Crucially, an officer of a PCBU may be convicted of an offence against s 44 whether or not the PCBU has been convicted of an offence relating to the duty or obligation.
Volunteers do not commit an offence for a failure to comply with a health and safety duty except as a duty as a worker or a duty as “another person” at a workplace.
Certain other office-holders are precluded from being found liable for a breach of the duties owed by officers (namely members of a community board, members of the governing body of a local authority, members of a local board and trustees of a school board.

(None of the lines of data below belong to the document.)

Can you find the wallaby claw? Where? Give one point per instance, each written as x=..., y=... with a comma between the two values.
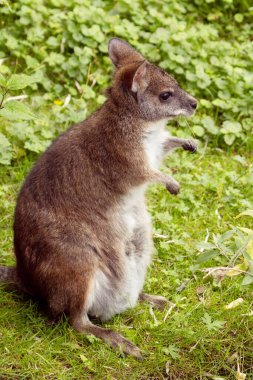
x=190, y=145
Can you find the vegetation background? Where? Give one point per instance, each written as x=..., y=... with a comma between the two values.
x=54, y=68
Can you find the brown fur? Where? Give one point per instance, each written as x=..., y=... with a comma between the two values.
x=66, y=224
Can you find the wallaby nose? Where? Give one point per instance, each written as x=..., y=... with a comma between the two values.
x=194, y=104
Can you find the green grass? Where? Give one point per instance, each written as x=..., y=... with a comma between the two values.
x=187, y=344
x=207, y=45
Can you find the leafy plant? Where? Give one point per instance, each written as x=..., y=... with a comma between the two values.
x=209, y=52
x=233, y=250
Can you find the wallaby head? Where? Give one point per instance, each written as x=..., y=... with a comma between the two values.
x=147, y=90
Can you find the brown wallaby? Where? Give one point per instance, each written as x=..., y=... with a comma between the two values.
x=82, y=233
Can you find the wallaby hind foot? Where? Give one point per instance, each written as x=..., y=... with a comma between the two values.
x=114, y=339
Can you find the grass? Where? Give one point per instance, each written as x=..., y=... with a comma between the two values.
x=199, y=339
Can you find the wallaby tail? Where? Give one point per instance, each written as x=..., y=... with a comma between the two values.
x=8, y=274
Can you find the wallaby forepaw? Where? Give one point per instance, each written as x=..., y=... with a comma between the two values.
x=190, y=145
x=173, y=187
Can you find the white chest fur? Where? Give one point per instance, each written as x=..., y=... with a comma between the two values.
x=154, y=138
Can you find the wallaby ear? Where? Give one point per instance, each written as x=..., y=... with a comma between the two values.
x=121, y=53
x=140, y=78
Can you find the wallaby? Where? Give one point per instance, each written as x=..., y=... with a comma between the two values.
x=82, y=234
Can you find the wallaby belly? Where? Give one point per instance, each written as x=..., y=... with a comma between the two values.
x=110, y=296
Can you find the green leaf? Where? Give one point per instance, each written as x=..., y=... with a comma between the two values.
x=229, y=139
x=198, y=130
x=3, y=81
x=247, y=280
x=14, y=110
x=231, y=127
x=209, y=124
x=5, y=150
x=208, y=255
x=238, y=17
x=205, y=245
x=245, y=213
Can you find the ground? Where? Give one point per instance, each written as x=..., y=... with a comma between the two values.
x=199, y=338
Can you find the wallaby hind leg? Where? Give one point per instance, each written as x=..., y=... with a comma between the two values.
x=115, y=340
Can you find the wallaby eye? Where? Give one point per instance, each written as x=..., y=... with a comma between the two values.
x=165, y=95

Actions taken by one person to prevent harm to another person do not result in criminal liability.
9.5.3
Attribution
Where civil or criminal proceedings are brought under the HSW Act concerning conduct of a person other than an individual, and it is necessary to show the state of mind of that person, it will be sufficient to show that an officer, employee, or agent of the person, acting within the scope of his or her actual or apparent authority, had that state of mind (i.e. the concept of attribution).
State of mind” in relation to a person, includes the knowledge, intention, opinion, belief, or purpose of the person and the person’s reasons for that intention, opinion, belief, or purpose.

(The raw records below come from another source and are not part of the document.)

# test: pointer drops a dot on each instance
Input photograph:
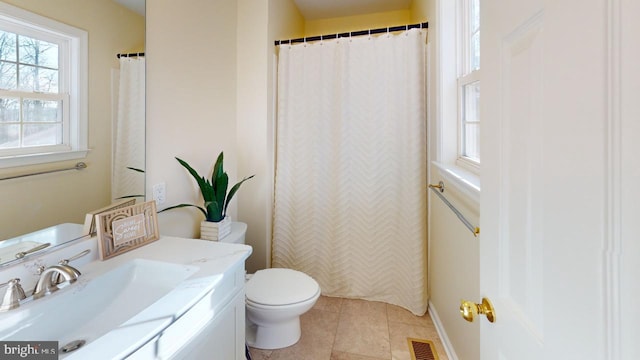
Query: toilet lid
(280, 287)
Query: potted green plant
(216, 199)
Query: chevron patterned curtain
(350, 190)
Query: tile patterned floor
(348, 329)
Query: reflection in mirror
(57, 200)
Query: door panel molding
(612, 238)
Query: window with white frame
(469, 84)
(43, 101)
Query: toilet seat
(280, 287)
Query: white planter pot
(215, 231)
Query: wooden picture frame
(127, 228)
(90, 228)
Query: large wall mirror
(50, 198)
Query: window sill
(22, 160)
(464, 181)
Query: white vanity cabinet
(174, 298)
(219, 334)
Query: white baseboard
(448, 347)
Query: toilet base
(273, 336)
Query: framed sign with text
(127, 228)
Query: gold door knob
(469, 310)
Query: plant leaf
(232, 192)
(199, 179)
(215, 211)
(185, 205)
(218, 169)
(135, 169)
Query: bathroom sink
(136, 296)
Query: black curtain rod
(424, 25)
(129, 55)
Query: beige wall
(275, 20)
(191, 101)
(37, 202)
(355, 23)
(453, 263)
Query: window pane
(38, 52)
(471, 102)
(9, 110)
(38, 79)
(471, 121)
(42, 134)
(475, 51)
(8, 75)
(41, 110)
(9, 136)
(472, 143)
(474, 15)
(7, 46)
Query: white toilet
(275, 299)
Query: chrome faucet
(46, 284)
(12, 296)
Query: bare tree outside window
(29, 72)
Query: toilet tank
(238, 231)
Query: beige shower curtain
(129, 129)
(350, 189)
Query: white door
(550, 250)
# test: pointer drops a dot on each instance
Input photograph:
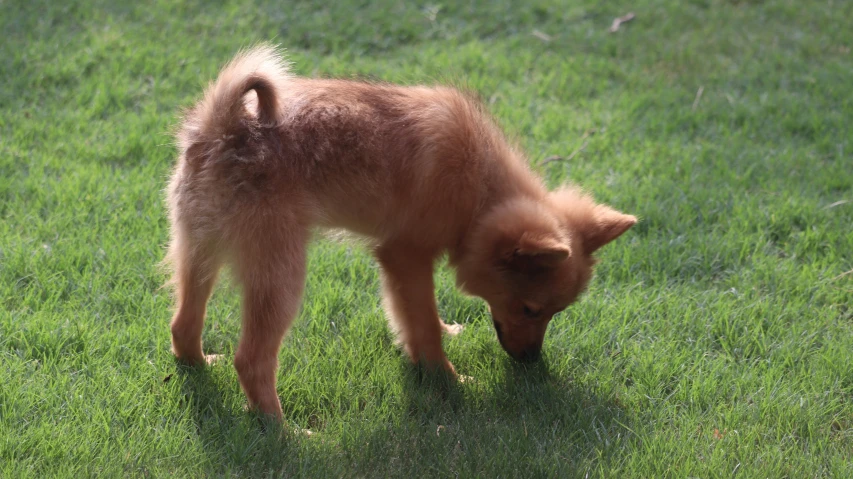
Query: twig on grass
(618, 21)
(698, 97)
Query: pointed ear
(607, 224)
(539, 250)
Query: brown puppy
(266, 157)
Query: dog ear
(605, 226)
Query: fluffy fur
(266, 157)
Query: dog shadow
(531, 420)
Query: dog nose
(530, 354)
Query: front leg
(409, 300)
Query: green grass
(716, 339)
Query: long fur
(266, 157)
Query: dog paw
(452, 329)
(211, 359)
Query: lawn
(715, 340)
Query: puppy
(266, 157)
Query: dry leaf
(618, 21)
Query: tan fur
(266, 157)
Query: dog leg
(195, 274)
(273, 281)
(409, 298)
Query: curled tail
(220, 118)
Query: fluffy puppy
(266, 157)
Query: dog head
(529, 260)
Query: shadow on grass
(530, 423)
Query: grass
(714, 341)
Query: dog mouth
(529, 355)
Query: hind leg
(273, 277)
(195, 268)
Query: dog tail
(225, 116)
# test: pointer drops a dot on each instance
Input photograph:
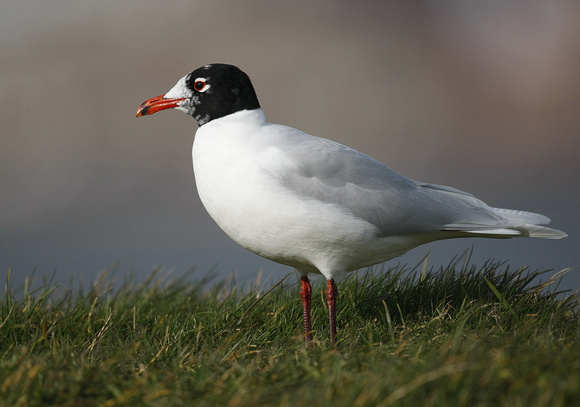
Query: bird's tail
(522, 223)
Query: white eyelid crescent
(207, 85)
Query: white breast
(235, 163)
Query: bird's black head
(206, 94)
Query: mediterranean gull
(311, 203)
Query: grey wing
(326, 171)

Further, conduct engaged in on behalf of an individual (person A), by an employee or agent of person A acting within the scope of his or her actual or apparent authority, or any other person at the direction of, or with the consent or agreement (express or implied) of person A, or an employee or agent of person A given within the scope of his or her actual or apparent authority, must be treated as having been engaged in also by person A for the purposes of the HSW Act.

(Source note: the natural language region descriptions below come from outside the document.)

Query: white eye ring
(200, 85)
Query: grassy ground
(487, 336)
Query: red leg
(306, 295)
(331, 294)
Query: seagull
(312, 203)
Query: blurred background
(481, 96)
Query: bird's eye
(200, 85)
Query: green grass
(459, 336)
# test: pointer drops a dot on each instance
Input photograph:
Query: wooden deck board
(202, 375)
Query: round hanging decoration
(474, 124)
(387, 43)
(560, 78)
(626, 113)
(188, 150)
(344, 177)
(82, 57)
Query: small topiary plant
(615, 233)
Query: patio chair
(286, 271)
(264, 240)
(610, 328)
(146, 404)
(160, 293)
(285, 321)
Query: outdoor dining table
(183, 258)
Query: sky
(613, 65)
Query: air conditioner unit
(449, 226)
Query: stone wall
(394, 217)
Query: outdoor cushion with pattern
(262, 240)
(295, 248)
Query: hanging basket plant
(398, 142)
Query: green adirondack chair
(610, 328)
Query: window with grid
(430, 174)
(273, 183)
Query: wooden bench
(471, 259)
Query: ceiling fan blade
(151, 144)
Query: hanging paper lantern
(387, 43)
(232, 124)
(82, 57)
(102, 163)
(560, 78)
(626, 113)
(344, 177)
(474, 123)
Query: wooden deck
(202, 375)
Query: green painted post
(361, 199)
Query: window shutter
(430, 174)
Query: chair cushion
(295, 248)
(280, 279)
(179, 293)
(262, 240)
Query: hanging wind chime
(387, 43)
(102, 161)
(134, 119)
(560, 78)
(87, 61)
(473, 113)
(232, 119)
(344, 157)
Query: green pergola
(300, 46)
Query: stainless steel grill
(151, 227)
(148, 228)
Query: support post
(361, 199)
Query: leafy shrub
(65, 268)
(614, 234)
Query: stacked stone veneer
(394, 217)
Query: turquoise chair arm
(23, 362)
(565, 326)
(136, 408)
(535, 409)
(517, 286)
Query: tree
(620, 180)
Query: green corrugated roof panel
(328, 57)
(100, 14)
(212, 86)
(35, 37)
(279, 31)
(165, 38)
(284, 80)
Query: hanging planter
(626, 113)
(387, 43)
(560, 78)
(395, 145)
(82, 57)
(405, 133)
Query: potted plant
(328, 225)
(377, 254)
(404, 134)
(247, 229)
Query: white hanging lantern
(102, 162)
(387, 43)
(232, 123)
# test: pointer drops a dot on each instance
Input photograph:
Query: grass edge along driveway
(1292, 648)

Conduct engaged in on behalf of a person (other than an individual) by an officer, employee or agent of the person acting within the scope of actual or apparent authority, or any other person at the direction or with the consent or agreement (express or implied) of an officer, employee or agent acting within the scope of actual or apparent authority, must be treated as having been engaged in by the person for the purposes of the HSW Act.
For a discussion of attribution under the HSE Act, see the Court of Appeal decision in Linework Ltd v Department of Labour [2001] 2 NZLR 639 (CA), where the Court of Appeal held that where an Act of Parliament imposed duties on a corporation in respect of safety at work, the relevant acts and omissions of the person in effective charge of the work site were attributable to the corporation. In that case, the foreman was the embodiment of the company and the fact that he was personally liable to prosecution did not exculpate the company from its own breach of duty.
Similarly, in Department of Labour v Industrial Machinery Holdings Ltd (District Court, Blenheim Registry, CRI-2002-085-802386, 24 November 2004, Judge Walker), the Judge emphasised (at [6]) that:
[a] company operates through its human officers. There is no ability in fact to make decisions on its own so it is the failure of Mr Mann which in fact renders the company liable at all. Those who are agents or officers of companies need to know that they cannot shelter behind the corporate veil.”